Date of Award


Document Type


Degree Name

Doctor of Philosophy (PhD)


A multi-environmental trial was conducted in Rwanda, located in the highlands of Central Africa. The trial consisted of 26 cultivars of sweet potatoes repeated over 11 environments. Genotype X environment (G X E) interactions were highly significant for vine yield, fresh root yield, number of roots, and dry matter yield. Average root weight was not significant for G X E interactions. The G X E variance component was generally more important than the variance component for cultivars. From pathway analysis it was concluded that the G X E effects of dry matter yield were little determined by the G X E effects of the yield components except for number of roots. Specific and relatively independent adaptation mechanisms were postulated for each of the yield components. Genotypic correlations between yield components were neutral indicating that stress and competition between the yield components were low in the sweet potato.
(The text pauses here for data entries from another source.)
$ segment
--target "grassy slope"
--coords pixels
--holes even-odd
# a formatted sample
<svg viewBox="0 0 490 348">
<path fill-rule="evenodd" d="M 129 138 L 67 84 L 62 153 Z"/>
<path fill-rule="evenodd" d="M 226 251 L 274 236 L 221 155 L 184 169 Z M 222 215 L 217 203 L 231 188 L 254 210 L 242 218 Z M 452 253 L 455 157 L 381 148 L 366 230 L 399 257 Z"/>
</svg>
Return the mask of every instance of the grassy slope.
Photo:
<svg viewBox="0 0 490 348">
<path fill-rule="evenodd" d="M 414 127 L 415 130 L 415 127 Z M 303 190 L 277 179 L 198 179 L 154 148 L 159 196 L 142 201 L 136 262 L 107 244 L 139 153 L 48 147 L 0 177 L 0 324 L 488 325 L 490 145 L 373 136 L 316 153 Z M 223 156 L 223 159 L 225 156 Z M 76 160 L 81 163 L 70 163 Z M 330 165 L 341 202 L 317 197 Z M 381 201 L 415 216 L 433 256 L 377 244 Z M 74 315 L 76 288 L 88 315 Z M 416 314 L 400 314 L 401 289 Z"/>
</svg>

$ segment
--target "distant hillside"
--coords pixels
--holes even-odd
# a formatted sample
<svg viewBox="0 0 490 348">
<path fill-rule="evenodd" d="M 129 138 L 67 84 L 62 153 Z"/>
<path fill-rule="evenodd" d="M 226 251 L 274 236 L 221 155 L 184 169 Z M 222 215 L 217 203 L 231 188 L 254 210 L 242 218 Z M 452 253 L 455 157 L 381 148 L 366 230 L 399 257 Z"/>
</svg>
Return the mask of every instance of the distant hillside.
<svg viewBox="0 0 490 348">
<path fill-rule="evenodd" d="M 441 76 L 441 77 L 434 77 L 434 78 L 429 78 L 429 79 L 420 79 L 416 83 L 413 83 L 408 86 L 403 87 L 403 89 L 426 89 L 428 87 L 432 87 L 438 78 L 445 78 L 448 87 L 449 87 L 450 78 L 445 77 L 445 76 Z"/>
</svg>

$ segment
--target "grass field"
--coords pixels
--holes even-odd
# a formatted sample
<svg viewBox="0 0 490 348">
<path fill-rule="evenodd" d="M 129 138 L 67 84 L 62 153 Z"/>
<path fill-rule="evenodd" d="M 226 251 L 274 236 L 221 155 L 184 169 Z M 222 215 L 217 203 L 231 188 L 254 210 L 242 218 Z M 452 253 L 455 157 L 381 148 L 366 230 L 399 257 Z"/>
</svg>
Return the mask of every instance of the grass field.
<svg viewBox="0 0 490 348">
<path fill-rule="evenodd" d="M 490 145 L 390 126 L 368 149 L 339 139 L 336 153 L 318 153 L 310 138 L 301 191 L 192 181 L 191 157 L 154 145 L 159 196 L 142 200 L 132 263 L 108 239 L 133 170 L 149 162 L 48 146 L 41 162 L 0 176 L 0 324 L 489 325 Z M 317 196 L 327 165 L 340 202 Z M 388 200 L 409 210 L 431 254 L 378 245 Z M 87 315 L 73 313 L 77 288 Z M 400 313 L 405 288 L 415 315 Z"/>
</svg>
The parallel pathway diagram was found to be more adequate to explain the causal relationships between yield and its components, than the allometric (sequential) model. The main yield contributor was number of roots, followed in decreasing order by, average root weight, vine yield, and % dry matter. Three progeny trials were established in Rubona (Institut des Sciences Agronomiques du Rwanda), consisting of 18 half-sib progenies of local origin, 26 from IITA germplasm (International Institute for Tropical Agriculture, Nigeria), and 25 from special seed gardens. The latter trial was planted in a swampy area. The narrow-sense heritability for yield and yield components was generally low. The heritabilities for flesh color, skin color and anthocyanin pigment were generally high. The genetic associations for root yield, number of roots, and vine yield were strong and generally positive. In the swamp trial there was a negative genetic correlation between vine yield and number of roots probably due to the hydromorphic growing conditions. Because of relatively high co-heritability estimates, correlated genetic advance for yield was generally high when selecting for number of roots and vine yield.